Car accidents, as well as any kind of threat to our safety, create after-shocks that are symptoms of PTSD. One reason for this is that the accident is stored in our memory in a specific way. It is stored in episodic memory. That means that, when the accident happens, our survival instinct from way back in history kicks in and we unconsciously notice all kinds of things that our nervous system believes will be important to us to survive such an event in the future.
PTSD in the Making: the Accident
Here’s how it goes, for example: We’re driving along a mountain road. Suddenly, there’s a patch of ice and the car starts sliding into the lane for oncoming traffic. We feel the slide, and start to tense our stomach. Then we see a car coming toward us. Our neck starts to tense. The two cars crash into each other. We hear the sound of screeching tires accompanied by the scorched smell of burning rubber and the crunch of metal. Our hands clench on the wheel, and our whole arms start to clench. Our chest hits the steering wheel.

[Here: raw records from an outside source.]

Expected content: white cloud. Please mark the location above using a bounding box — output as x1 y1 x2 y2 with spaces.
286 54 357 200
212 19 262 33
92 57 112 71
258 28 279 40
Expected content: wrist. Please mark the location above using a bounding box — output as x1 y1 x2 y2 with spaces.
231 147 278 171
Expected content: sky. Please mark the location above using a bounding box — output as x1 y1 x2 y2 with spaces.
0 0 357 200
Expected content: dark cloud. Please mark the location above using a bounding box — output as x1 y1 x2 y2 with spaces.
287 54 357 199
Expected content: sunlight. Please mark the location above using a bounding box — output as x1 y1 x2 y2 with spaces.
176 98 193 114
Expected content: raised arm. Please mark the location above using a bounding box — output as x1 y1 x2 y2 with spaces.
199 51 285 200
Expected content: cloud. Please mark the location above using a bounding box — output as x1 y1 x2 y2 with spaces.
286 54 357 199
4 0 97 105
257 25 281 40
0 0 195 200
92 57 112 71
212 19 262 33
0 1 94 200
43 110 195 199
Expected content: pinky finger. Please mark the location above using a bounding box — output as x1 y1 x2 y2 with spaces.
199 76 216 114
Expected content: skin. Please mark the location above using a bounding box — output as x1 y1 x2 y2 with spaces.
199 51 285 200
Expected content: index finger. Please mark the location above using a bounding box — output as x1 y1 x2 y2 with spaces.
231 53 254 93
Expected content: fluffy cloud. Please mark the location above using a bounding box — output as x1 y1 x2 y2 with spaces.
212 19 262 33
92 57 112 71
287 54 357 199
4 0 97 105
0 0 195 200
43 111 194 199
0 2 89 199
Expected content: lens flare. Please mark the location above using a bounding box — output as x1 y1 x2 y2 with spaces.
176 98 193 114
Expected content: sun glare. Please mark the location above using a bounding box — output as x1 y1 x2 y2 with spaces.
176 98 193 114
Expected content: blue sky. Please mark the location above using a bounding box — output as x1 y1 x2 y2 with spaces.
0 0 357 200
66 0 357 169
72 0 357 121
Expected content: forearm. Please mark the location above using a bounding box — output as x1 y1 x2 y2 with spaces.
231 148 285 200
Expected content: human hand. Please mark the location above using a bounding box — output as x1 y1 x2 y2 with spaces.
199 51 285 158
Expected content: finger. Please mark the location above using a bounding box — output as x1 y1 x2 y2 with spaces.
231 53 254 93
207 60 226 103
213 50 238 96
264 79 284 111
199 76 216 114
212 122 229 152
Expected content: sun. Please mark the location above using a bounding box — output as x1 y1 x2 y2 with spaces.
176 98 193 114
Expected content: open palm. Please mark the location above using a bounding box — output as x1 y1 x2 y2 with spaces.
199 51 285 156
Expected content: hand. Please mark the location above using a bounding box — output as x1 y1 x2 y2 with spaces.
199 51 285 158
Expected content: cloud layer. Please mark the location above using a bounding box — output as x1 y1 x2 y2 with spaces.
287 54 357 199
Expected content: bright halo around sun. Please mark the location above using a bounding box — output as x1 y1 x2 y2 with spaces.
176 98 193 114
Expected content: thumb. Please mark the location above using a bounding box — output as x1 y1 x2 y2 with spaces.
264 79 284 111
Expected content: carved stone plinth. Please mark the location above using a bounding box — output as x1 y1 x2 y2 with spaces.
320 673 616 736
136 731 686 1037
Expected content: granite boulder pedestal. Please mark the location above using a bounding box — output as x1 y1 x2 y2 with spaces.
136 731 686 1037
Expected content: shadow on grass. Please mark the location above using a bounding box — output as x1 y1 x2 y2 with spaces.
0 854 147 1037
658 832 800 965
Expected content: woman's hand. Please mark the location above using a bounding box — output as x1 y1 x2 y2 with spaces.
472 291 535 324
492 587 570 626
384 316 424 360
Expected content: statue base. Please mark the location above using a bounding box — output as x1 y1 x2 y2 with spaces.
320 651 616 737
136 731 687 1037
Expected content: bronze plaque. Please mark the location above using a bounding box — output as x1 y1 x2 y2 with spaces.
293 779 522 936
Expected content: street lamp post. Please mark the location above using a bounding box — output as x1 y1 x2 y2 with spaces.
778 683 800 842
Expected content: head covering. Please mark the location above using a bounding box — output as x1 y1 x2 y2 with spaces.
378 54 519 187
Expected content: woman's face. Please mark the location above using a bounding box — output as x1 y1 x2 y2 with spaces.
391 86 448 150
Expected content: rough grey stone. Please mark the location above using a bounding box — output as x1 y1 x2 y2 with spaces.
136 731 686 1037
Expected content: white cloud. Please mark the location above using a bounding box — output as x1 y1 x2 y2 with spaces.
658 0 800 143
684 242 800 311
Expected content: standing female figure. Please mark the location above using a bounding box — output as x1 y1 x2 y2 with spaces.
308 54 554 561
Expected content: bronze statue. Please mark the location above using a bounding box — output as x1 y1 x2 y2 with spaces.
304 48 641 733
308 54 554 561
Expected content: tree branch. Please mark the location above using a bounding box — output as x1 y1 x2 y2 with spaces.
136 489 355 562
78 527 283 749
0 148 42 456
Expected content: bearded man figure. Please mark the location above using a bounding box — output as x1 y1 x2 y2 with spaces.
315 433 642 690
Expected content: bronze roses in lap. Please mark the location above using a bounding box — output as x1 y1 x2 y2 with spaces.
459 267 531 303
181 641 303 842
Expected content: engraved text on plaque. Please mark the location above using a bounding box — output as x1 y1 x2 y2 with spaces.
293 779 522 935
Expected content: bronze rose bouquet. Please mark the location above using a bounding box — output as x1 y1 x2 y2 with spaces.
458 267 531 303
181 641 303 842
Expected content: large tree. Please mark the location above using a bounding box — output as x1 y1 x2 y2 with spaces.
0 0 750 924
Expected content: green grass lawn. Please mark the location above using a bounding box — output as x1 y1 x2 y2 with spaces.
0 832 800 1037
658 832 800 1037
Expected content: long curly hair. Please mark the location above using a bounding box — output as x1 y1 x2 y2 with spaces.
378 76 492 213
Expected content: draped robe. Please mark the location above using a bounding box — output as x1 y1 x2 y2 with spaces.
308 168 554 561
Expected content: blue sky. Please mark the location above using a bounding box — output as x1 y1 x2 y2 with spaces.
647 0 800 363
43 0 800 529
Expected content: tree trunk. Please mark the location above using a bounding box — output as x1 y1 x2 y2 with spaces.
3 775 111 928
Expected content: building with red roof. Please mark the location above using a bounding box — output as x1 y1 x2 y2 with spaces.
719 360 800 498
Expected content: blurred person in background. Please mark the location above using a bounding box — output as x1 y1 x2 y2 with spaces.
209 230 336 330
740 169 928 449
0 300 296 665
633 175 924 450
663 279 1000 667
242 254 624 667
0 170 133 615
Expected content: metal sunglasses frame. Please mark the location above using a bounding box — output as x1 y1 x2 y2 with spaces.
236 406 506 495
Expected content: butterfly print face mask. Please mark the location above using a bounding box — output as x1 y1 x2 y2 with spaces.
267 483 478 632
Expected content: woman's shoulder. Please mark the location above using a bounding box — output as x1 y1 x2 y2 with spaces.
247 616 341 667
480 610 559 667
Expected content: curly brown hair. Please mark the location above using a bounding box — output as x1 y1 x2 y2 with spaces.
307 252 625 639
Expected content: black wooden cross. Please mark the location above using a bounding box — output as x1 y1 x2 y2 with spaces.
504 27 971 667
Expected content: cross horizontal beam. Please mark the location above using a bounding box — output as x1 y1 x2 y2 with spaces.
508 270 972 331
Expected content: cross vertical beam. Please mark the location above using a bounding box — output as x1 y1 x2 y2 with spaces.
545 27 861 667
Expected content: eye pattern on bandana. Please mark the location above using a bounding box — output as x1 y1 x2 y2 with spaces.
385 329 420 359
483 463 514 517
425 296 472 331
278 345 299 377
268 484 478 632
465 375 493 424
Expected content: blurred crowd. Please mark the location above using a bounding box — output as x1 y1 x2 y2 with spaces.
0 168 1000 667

How an best Accident opiate Creates chronic pain PTSD
Episodic (meaning one time) memory stores, all at once, in a unit, the feel of sliding and accompanying tensing of the stomach; the sight of the what is the best opiate for chronic pain car coming toward us and tensing of the neck; the sound of screeching tires, burning rubber smell and crunching-metal sound along with clenched hands and arms. Adrenaline spurts through the nervous system. Depending on how severe we perceivethe threat to us, we may also go into a trauma reaction of overwhelm, where another chemical, more like an opiate, is released, and blankets over the adrenaline so that we’re spacy, numb, sleepy, or feel separated out from ourselves. This is PTSD trauma.
PTSD Stays in Our Bodies
Now, forever after, unless we find a way to release it, all of the above stays in our bodies and our nervous system. Whenever something happens that has any of the elements above, we automatically go into the same tension and adrenaline and/or opiate reaction that we went into during the original accident. For example, we may flinch and startle when we’re driving on an empty road and suddenly see a car in the other lane; the smell of burning rubber can bring on an adrenaline rush; tires screeching-even when we’re not in a car-may automatically create a tensing of muscles. This is all automatic and immediate. And it may delay the healing of physical injuries as well as emotional pain resulting from the accident.
EFT Heals PTSD
I’ve worked with a number of clients who experience PTSD after car accidents, or other high speed accidents. I use EFT Tapping, which helps the trauma move through and calms the nervous system, alleviating PTSD symptoms.